Гамелин не спешил симулировать пробуждение. Затаив дыхание, он всецело отдался в распоряжение существа, полностью скрытого от его взгляда шкурой, которое копошилось, прощупывало и несмело, осторожно, чтобы не разбудить Гамелина, как ему думалось, спящего, ластилось. Не желая разрушать иллюзию, Гамелин, чуть приоткрыв глаза, следил за складчатыми валами, гулявшими по поверхности шкуры, накрывавшей гостью, а затем, сопя и постанывая, перевалился на спину, как человек, отлежавший в неудобном положении бок, и стал дышать ровнее, глубже, будто счастливец, вынырнувший из омута ночных кошмаров и благополучно погрузившийся в сладкое, без снов, забытье... Затихшее на миг существо, однако, тут же принялось за прежнее с удвоенным рвением и притворство стало требовать от Гамелина большей сдержанности, чем он был в состоянии выказать, предаваясь отвлеченным рассуждениям о том, например, какая плата устроит услужливую гостью. Очень скоро такие мысли были изгнаны и оттеснены изо всех уголков его сознания мыслями о кошке. Не кошачий ли язык прохаживается по его чреслам, не кошачья ли ловкость у прохладных, подрагивающих пальчиков, не кошачья ли мягкость волоса у существа, уверенно и дерзко хозяйничающего внизу. Игра в спящего, теряя последние признаки правдоподобия, лишь распаляла существо. Довольный этим Гамелин все меньше стремился к тому, чтобы ее прекратить, понимая, насколько ничтожен запас сил, оставленный ему минувшим днем, и отдавая себе отчет в том, что и без его стараний наслаждению, обещанному прикосновениями, касаниями и пощипываниями, никуда не деться.

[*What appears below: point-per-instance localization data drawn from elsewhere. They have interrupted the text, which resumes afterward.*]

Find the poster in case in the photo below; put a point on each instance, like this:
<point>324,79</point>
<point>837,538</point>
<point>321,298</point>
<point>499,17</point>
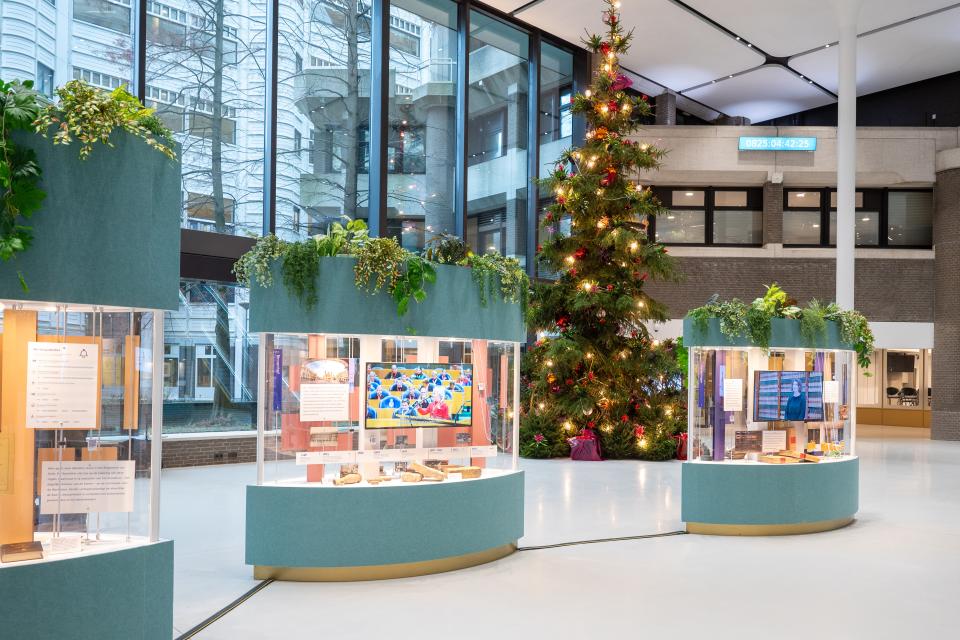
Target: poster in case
<point>325,390</point>
<point>409,395</point>
<point>788,395</point>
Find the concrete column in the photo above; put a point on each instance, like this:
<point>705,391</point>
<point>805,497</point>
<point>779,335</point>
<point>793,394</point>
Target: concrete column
<point>441,147</point>
<point>848,10</point>
<point>665,107</point>
<point>945,424</point>
<point>772,213</point>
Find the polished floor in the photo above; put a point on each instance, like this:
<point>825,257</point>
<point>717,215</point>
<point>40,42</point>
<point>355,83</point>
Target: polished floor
<point>894,573</point>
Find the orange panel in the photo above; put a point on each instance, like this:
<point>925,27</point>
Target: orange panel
<point>16,507</point>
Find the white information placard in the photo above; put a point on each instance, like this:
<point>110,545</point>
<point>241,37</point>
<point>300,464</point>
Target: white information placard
<point>831,391</point>
<point>326,457</point>
<point>773,441</point>
<point>87,486</point>
<point>62,385</point>
<point>325,390</point>
<point>732,394</point>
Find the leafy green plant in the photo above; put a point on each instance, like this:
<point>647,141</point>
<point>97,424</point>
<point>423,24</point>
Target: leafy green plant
<point>378,264</point>
<point>20,174</point>
<point>446,248</point>
<point>342,239</point>
<point>300,266</point>
<point>409,283</point>
<point>257,263</point>
<point>90,115</point>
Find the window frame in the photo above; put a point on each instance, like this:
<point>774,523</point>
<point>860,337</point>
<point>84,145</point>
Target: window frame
<point>664,194</point>
<point>874,200</point>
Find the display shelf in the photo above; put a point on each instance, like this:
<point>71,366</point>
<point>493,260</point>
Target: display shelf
<point>771,447</point>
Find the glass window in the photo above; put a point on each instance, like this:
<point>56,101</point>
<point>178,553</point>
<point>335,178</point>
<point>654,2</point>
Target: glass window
<point>803,199</point>
<point>737,227</point>
<point>210,92</point>
<point>110,14</point>
<point>497,137</point>
<point>210,361</point>
<point>679,226</point>
<point>910,218</point>
<point>801,227</point>
<point>421,138</point>
<point>330,96</point>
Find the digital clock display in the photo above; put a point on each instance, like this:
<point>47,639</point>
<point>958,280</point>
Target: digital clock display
<point>768,143</point>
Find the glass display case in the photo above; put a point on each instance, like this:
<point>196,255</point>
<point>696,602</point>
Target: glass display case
<point>79,412</point>
<point>344,410</point>
<point>777,406</point>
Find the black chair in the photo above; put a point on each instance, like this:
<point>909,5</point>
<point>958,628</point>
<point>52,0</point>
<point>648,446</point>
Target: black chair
<point>910,396</point>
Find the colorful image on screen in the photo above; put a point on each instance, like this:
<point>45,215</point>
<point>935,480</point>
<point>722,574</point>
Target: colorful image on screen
<point>405,395</point>
<point>788,395</point>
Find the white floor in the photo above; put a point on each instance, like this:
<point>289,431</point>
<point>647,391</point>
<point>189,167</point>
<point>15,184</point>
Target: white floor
<point>895,573</point>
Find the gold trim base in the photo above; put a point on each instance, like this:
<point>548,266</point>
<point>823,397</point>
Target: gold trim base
<point>707,529</point>
<point>382,571</point>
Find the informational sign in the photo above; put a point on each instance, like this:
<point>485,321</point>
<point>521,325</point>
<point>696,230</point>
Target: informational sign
<point>325,390</point>
<point>277,379</point>
<point>62,385</point>
<point>6,463</point>
<point>733,394</point>
<point>774,441</point>
<point>87,486</point>
<point>831,391</point>
<point>777,143</point>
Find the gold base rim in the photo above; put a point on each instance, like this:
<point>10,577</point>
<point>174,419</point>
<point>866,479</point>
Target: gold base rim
<point>799,528</point>
<point>382,571</point>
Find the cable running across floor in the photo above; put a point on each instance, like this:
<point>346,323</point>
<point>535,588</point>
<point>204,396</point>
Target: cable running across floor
<point>556,545</point>
<point>227,609</point>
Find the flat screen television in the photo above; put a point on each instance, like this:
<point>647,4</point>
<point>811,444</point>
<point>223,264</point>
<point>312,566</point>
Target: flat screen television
<point>418,394</point>
<point>788,395</point>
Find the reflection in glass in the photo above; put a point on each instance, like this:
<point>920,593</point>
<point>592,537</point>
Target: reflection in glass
<point>497,137</point>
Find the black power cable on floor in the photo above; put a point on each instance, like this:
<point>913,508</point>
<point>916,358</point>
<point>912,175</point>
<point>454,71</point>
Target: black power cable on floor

Плавно соскользнув в дрему, Гамелин не заметил, как и когда был оставлен в одиночестве, в чем, правда, не усмотрел потери, очнувшись поздним утром в жилище Нодо. Проверив по привычке, цел ли кошелек и в порядке ли нагрудный знак, он выполз из завораживающего тепла постели, расправил плечи, привел в чувство смятую одежду - одернул куртку, перевязал кушак - и отсчитал монеты, полагавшиеся Нодо, чистившему во дворе его жеребца, храп и ржание которого Гамелин мог бы безошибочно отличить от множества других. Его предплечья были усыпаны малиновым песком клоповьих укусов, наглядно доказуя всю нелепость одного только желания повторно испытать гостеприимство зверолова.